Filed under: History & RV & Travel by Erin on 8/6/2008

Our time in Oregon is officially over, we are now exploring Washington, the only state in the country named after a President. The name first came into use in 1853 when Washington Territory was split out of the existing Oregon Territory. Originally much larger, Washington Territory included parts of what are now Idaho and Montana. Washington was reduced to its current size when it was admitted to the Union in 1889 as the 42nd state.

The state of Washington shares much of its early history with that of Oregon. As I’ve mentioned in previous posts, Oregon Country was at one time claimed by both the Spanish and British empires. In 1775 Captain Don Bruno de Heceta claimed the area for Spain, but Spain was too busy in the southern part of the continent to establish much of a presence. In 1778 Captain James Cook sailed the coastal waters, followed shortly by several other British sailors. The Spanish also sent more ships north and in the 1790s the north coast became quite crowded with British, Spanish, and American ships. All three of the countries were hoping to find the rumored Northwest Passage, since it was widely believed that whoever owned the Passage would dominate world trade.

The British soon forced Spain to leave the area, which left the fledgling United States as the crown’s only competitor. As it had done during the Revolutionary War, Britain underestimated the young country. It just so happened that in 1792 Captain Robert Gray, an American, was the first to discover and successfully sail up the Columbia River. Unluckily for the country, Gray, a merchant sailor, neglected to claim the watershed, and British captain George Vancouver immediately sent one of his men to claim it for the crown. Yet Gray’s trip gave the U.S. a claim to the area based on “right of discovery.” In 1811 another American merchant strengthened the U.S. claim with the establishment of a small fur trading post in Oregon Country, called Astoria.

Through skillful negotiations the U.S. not only bought vast holdings from France—the Louisiana Purchase in 1803—but also Spain’s territorial rights to the northern section of the continent in 1819. All that remained in the way of “Manifest Destiny” was Britain, whose primary occupying force was the Hudson’s Bay Company. HBC, which operated with government authority by rights of a royal charter, had no interest in giving up their fur-rich territory that they called the Columbia District. An 1818 agreement between the two countries allowed for joint occupancy of what the Americans called Oregon Country. HBC officials attempted to thwart American settlement of the region by over-trapping the area’s fur-bearing animals and by forbidding HBC trading posts to do business with them.

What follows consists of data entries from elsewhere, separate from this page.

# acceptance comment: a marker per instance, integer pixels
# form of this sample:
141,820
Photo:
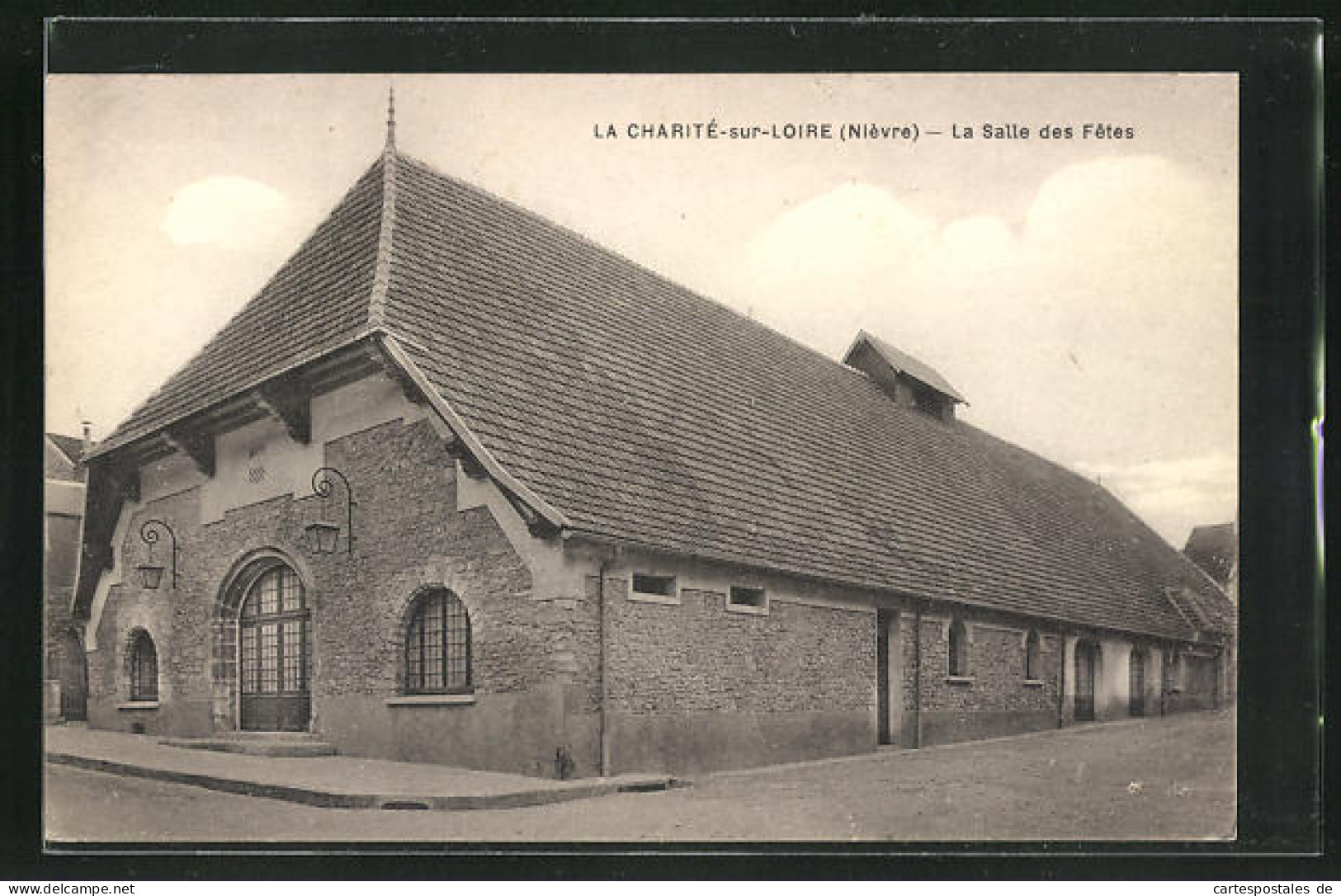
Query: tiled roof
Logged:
647,413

HBC’s main outpost in the Oregon Country was established by Dr. John McLoughlin in 1824 on the north side of the Columbia River near the mouth of the Willamette. Named Fort Vancouver after the British sailing captain, the fort grew to control 34 outposts, 24 ports, 6 ships and over 600 employees. It was the dominant force in the region, and the Fort also enjoyed relatively good relations with the native people in the area. Though there was a legal agreement to share the area, HBC policy might have deterred Americans if their Chief Factor at Fort Vancouver hadn’t disobeyed orders.

McLoughlin was by all accounts a kind, fair, and successful administrator. His fort was surrounded by various tribal peoples and was in the middle of territory coveted by American settlers, yet Fort Vancouver was never attacked. A testament perhaps to McLoughlin’s skills as a negotiator. Relations between the U.S. and Britain were strained when the first American wagon train full of settlers arrived at the fort in 1841. Defying orders to the contrary, McLoughlin welcomed the settlers into the fort and allowed them to purchase provisions. It was a calculated risk since there was every reason to believe that the incoming Americans would attack the Fort if they weren’t able to acquire desperately needed supplies.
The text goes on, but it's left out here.